X Wang, I Alabdulmohsin, D Salz, Z Li, K Rong, X Zhai
Google DeepMind
arXiv, 2/2025 (2025)
Pretraining MM Benchmark

📝 Paper Summary

Vision-Language Pre-training (VLP) Scaling Laws Dataset Curation Fairness and Inclusivity in AI
Scaling noisy web data to 100 billion examples yields negligible gains on traditional Western-centric benchmarks but significantly improves cultural diversity, long-tail concept recognition, and performance on low-resource languages.
Core Problem
Existing vision-language datasets have plateaued around 10 billion examples, and it is unknown whether pushing this scale by an order of magnitude (to 100B) yields further benefits or diminishing returns.
Why it matters:
  • Standard benchmarks (like ImageNet) may be saturated, masking the potential benefits of scaling for other critical dimensions like cultural inclusivity.

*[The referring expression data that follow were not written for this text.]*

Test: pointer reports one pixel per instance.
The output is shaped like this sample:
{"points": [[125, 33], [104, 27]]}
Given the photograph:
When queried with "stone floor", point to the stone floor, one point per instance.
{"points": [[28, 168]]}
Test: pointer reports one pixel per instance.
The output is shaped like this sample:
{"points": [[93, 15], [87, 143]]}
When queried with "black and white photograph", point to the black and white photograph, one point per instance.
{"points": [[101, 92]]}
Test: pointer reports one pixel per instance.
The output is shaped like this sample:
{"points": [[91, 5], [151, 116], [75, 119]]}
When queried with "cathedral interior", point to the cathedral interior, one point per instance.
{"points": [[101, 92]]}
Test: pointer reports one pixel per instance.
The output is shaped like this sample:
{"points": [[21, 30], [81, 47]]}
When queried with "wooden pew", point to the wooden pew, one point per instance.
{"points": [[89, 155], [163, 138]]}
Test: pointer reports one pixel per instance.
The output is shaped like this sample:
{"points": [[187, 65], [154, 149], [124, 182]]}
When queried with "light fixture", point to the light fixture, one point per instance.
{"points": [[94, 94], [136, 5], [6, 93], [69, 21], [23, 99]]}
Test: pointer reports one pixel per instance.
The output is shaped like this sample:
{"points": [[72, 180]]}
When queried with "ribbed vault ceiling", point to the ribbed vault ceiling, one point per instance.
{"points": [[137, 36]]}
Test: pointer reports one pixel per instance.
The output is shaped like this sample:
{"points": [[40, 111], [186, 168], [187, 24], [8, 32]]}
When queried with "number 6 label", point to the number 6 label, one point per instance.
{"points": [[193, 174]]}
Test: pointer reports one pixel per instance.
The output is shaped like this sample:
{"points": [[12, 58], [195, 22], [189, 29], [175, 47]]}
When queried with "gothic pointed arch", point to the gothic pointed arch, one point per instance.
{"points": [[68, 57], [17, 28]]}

  • Quality filtering techniques (like CLIP filtering) used to maximize benchmark performance might inadvertently harm diversity by removing long-tail cultural concepts.
  • Understanding the trade-offs of massive data scaling is crucial for resource allocation in training next-generation multimodal systems.
Concrete Example: A ViT-L model trained on 10 billion examples achieves only 35.9% accuracy on the culturally diverse Dollar Street geo-localization task. When trained on 100 billion examples, the same model jumps to 41.7% accuracy, recognizing household items from underrepresented regions that smaller datasets miss.
Key Novelty
WebLI-100B: The first empirical study of 100-billion scale VLP
  • Constructs a massive dataset of 100 billion image-text pairs (WebLI-100B) to test the limits of data scaling laws in vision-language pre-training.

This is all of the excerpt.